There are several types of Pilates to choose from, and picking the right one can make your first class feel less overwhelming. The most common Pilates styles are classical, mat, contemporary, and reformer. Other Pilates forms, like STOTT, Winsor, clinical, and wall Pilates, also exist. Each style differs in equipment, intensity, and focus, so there’s a good fit for most people.
Pilates has come a long way since Joseph Pilates introduced his method in the early 20th century. What began as a structured movement system for building strength and improving posture is now one of the most popular low-impact approaches to fitness. Today, different kinds of Pilates are practiced in studios, gyms, living rooms, and clinics worldwide.

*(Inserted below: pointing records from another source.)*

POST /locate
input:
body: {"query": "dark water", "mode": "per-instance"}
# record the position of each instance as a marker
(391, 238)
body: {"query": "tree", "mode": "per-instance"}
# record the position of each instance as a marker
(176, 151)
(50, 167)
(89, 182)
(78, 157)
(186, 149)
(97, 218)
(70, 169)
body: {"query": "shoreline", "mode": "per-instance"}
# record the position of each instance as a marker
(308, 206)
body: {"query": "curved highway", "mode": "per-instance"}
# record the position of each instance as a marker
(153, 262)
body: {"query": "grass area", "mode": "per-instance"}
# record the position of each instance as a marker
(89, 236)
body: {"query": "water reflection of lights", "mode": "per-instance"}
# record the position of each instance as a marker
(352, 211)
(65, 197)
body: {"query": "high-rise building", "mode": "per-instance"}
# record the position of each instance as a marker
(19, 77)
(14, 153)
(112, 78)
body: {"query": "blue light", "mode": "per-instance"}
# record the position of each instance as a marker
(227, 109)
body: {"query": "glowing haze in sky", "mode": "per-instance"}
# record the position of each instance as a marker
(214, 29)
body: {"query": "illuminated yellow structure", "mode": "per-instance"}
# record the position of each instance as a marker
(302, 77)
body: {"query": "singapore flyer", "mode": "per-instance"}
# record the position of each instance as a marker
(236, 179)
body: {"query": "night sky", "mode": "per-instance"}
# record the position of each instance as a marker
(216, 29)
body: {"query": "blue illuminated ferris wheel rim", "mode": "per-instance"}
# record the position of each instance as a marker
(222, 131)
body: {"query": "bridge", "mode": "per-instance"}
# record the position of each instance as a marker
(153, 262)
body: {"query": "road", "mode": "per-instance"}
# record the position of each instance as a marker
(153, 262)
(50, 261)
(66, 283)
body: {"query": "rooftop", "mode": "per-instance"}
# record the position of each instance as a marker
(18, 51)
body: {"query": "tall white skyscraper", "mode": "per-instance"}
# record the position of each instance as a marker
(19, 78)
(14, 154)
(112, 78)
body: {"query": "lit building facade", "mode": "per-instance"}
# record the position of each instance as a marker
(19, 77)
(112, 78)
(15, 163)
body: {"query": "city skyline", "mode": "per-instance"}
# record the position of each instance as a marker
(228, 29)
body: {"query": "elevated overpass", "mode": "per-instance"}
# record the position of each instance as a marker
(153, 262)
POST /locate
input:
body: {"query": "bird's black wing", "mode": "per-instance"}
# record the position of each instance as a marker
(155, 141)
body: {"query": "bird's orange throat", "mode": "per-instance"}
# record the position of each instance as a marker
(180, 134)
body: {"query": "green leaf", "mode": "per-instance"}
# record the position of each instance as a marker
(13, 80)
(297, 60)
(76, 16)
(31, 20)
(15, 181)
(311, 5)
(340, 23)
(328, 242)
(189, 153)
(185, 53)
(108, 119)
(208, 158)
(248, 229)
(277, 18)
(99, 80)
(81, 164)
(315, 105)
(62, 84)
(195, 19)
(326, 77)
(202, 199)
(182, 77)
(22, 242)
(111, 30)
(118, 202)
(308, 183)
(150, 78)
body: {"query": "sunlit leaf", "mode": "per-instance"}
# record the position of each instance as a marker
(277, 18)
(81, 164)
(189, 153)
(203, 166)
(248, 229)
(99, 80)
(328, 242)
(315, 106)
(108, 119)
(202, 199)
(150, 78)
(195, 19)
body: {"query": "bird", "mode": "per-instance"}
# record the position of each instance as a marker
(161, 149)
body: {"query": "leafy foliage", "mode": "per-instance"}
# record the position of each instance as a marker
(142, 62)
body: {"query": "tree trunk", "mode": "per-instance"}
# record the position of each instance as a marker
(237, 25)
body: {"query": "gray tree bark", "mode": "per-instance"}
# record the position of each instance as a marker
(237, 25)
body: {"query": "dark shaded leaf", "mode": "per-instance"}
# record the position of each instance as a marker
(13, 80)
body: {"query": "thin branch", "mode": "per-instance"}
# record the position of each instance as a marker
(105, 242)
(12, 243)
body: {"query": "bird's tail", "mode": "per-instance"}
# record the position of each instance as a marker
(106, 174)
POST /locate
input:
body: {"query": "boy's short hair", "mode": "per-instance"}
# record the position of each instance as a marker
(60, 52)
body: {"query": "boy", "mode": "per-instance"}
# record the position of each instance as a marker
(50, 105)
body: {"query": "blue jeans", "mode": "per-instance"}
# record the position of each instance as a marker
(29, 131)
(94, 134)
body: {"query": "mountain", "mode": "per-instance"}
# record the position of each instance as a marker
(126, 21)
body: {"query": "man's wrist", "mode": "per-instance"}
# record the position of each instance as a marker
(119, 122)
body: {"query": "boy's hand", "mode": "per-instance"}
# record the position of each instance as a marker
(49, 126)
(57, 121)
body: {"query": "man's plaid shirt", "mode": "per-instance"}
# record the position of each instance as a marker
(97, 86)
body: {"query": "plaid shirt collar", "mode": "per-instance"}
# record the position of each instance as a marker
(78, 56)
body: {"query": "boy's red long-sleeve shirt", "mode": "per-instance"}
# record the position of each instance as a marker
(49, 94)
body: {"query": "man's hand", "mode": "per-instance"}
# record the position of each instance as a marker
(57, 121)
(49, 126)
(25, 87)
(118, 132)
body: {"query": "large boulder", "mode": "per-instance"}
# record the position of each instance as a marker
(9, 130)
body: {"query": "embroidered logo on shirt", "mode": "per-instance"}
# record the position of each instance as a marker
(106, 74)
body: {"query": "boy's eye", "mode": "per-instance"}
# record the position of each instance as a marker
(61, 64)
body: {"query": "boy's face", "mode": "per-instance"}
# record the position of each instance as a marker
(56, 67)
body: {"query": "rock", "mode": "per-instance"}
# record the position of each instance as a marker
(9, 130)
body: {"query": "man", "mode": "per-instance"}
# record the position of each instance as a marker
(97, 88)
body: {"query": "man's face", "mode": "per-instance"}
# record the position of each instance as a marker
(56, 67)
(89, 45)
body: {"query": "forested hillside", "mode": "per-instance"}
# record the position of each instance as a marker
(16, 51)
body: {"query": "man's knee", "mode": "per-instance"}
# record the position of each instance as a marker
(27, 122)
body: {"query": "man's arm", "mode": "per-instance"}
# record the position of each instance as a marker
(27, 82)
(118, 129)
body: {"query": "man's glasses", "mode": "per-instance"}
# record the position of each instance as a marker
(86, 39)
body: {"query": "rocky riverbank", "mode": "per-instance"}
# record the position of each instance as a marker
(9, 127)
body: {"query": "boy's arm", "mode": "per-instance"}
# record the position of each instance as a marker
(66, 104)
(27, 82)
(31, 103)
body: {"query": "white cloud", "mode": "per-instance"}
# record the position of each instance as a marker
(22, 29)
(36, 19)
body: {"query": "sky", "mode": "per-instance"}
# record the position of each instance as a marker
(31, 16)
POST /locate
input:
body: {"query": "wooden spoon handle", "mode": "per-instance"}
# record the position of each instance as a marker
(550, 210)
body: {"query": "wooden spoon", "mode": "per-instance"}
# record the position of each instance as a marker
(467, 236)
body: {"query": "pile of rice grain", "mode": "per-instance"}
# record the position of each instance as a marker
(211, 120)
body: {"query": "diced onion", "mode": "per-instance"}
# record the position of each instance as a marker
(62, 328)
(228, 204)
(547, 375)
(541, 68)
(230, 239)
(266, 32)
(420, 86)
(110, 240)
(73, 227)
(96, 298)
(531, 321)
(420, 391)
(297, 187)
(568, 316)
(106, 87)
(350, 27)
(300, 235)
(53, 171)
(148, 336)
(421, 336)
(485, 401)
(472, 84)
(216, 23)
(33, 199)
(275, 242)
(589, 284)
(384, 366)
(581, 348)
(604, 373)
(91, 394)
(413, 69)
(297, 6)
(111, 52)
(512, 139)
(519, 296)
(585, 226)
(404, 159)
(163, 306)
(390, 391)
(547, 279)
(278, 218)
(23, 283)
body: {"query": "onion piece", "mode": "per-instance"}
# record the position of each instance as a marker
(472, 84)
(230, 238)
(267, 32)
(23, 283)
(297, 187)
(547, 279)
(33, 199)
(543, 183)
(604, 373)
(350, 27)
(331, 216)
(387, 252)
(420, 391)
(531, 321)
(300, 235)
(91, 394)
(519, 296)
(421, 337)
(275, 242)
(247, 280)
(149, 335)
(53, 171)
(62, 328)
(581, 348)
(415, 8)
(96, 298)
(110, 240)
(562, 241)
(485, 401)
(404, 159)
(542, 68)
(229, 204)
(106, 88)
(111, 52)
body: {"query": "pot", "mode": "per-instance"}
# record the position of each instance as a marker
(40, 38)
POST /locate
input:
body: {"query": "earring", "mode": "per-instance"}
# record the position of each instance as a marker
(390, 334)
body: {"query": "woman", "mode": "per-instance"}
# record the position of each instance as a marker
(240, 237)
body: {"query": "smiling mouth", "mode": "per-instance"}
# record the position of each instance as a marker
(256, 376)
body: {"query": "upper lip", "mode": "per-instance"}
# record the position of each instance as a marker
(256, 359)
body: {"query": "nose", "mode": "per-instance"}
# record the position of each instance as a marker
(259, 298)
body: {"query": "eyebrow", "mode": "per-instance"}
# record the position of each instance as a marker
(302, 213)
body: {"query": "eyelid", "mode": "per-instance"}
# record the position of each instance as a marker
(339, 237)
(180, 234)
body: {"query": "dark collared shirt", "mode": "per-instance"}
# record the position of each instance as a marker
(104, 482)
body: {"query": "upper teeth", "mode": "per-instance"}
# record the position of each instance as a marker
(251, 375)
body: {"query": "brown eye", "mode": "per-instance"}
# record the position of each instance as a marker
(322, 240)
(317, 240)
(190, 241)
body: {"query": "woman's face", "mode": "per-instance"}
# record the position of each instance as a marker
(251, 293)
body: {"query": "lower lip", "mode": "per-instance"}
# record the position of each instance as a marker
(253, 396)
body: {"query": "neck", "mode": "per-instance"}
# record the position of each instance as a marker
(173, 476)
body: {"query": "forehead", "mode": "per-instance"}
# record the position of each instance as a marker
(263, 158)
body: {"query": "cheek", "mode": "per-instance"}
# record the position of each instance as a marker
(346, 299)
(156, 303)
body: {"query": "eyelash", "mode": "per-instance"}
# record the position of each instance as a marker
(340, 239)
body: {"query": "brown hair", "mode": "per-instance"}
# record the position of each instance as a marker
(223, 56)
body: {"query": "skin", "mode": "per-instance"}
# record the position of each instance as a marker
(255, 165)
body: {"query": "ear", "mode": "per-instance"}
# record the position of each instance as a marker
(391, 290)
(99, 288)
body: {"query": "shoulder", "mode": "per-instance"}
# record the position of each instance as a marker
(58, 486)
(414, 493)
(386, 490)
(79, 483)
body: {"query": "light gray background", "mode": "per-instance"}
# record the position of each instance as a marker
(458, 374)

If you’re booking your first class, you’ve probably noticed that “Pilates” isn’t just one thing. Mat, reformer, classical, clinical—what does it all mean, and where do you start?

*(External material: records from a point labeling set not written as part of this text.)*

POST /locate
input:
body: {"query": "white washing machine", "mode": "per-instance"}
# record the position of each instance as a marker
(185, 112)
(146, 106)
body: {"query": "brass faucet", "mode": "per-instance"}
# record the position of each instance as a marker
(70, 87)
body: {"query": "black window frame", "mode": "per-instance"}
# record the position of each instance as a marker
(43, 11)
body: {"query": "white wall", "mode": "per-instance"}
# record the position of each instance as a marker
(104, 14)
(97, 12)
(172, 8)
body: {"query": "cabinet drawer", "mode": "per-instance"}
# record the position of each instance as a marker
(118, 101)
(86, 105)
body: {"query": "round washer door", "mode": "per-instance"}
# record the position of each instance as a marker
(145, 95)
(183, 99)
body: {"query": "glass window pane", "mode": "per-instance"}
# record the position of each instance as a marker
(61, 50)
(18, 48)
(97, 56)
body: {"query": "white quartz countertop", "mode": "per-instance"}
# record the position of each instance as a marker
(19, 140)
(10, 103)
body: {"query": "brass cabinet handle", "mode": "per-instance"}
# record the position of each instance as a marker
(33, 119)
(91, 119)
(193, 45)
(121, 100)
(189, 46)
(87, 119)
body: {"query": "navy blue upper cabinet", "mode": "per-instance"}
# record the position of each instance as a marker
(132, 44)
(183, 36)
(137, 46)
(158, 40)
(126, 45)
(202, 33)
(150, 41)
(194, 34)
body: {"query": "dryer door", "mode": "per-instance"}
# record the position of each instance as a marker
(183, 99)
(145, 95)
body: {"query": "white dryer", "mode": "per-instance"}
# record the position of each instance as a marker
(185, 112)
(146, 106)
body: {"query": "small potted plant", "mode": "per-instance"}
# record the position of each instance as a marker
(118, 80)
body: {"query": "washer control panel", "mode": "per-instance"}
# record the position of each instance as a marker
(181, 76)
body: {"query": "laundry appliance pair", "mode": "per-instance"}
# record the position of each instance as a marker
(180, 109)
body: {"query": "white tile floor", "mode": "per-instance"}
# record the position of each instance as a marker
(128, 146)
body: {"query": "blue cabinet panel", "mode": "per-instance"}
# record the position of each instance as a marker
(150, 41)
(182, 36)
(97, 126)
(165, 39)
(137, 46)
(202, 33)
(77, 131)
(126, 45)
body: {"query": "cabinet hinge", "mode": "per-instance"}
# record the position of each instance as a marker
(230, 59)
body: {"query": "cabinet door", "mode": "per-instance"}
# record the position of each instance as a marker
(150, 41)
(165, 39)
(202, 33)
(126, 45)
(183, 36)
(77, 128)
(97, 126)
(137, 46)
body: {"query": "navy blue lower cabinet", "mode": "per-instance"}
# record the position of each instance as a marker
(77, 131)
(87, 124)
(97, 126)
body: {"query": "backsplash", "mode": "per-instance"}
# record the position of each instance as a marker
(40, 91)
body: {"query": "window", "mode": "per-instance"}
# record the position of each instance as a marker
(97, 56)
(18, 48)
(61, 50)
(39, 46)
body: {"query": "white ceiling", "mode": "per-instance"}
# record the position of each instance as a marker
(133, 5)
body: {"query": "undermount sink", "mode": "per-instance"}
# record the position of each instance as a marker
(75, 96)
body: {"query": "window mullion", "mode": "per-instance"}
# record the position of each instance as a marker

This article breaks down the main types of Pilates clearly and without jargon. You’ll learn what each style involves, what Pilates equipment is used, and which option might suit your goals best. Whether you prefer quiet mat work at home or a reformer machine at a studio, this guide is for you.
Always consult your physician before starting any new fitness program, especially if you have any pre-existing joint, muscle, or back-related concerns.
There are seven widely recognized different kinds of Pilates, plus one newer style—wall Pilates—that has grown quickly in recent years. Knowing each one helps you decide which class to book and what to expect.
Different Pilates methods share a common foundation: controlled movement, breathwork, and core engagement. They differ in the Pilates equipment they use, how intense the sessions are, and who they suit best. Pilates forms range from equipment-free mat work to spring-loaded reformer sessions.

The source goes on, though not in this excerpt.